Nosso carnaval de hoje, tem outras características. Recordo o carnaval dos anos 50, 60, quando o folião ia para a avenida 15, com toda a família para brincar e encontrar seus amigos.
Hoje em dia, muitos petropolitanos preferem arrumar suas malas e fugir para a praia ou algum lugar sossegado.
Antigamente não. O petropolitano prestigiava o carnaval da cidade, que era sinônimo de festa, alegria, confraternização e muita diversão sadia. A avenida ficava tomada pelo povão que vinha de todos os cantos. Não existiam arquibancadas, era em pé mesmo ou quando as pernas doíam, a gente sentava ao longo do meio-fio para ver os blocos do Sujo, os Caciques do Morim que era esperado com ansiedade por todos, pois suas fantasias eram compostas como que autenticas, incluindo cocar, machadinha, arco e flecha, tacapes, etc. Tinha também o Rancho do amor com suas fantasias maravilhosas, a Escola de Samba Estrela do Oriente, a 24 de maio e tantas outras que faziam o povo delirar de alegria.

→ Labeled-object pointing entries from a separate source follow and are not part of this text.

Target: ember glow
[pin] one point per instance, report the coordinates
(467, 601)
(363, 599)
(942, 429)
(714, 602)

Antes dos desfiles, o povo se divertia com a batalha de confetes, as serpentinas que eram jogadas do alto dos prédios e o famoso corso que era o desfile de carros sem capô e nos quais os seus integrantes faziam a batalha dos “limões d’água” que eram na verdade bexigas cheias de água.

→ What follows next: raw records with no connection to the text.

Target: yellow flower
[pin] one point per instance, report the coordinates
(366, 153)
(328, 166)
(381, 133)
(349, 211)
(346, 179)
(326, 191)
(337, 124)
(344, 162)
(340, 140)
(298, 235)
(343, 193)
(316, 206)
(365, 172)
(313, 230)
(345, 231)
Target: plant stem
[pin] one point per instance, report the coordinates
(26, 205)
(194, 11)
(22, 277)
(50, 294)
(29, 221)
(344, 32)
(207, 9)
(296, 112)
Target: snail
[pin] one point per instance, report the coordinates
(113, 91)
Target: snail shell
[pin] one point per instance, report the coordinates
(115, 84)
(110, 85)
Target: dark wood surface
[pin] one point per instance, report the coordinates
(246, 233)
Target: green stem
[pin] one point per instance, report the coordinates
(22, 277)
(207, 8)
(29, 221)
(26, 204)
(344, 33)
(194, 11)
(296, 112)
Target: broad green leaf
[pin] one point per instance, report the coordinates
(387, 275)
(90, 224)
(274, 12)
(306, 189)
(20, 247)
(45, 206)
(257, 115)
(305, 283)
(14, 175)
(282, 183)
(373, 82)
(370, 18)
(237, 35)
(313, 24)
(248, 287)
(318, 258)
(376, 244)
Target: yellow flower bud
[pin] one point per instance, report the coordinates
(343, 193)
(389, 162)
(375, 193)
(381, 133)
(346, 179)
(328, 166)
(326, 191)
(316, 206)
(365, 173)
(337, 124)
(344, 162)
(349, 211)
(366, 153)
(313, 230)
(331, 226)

Havia ainda o lança perfumes que na época não era proibido até porque seu uso era um inocente banho de perfume nos outros.
Tudo isto abrilhantado pelas bonitas fantasias que cada família procurava exibir: Arlequins, colombinas, princesas, palhaços e muitos outros.
Brincava-se o carnaval com animação e respeito.
E tudo isso era transmitido ao vivo pela Petrópolis Rádio Difusora que tinha seus estúdios em cima da Casa D’Angelo.
Se nas ruas a alegria era geral, nos clubes e salões não era diferente. Havia a matine que começava às 14 horas e terminava no máximo às 18 horas e à noite era a vez dos adultos que se extasiavam com os animados bailes que terminavam por volta das 4 horas da madrugada. Muitos passavam o dia na avenida e a noite nos clubes.
Pouca gente deixava a cidade durante o carnaval, ao contrário, procuravam ao máximo aproveitar a alegria que aqui reinava, sem violência ou indisciplina.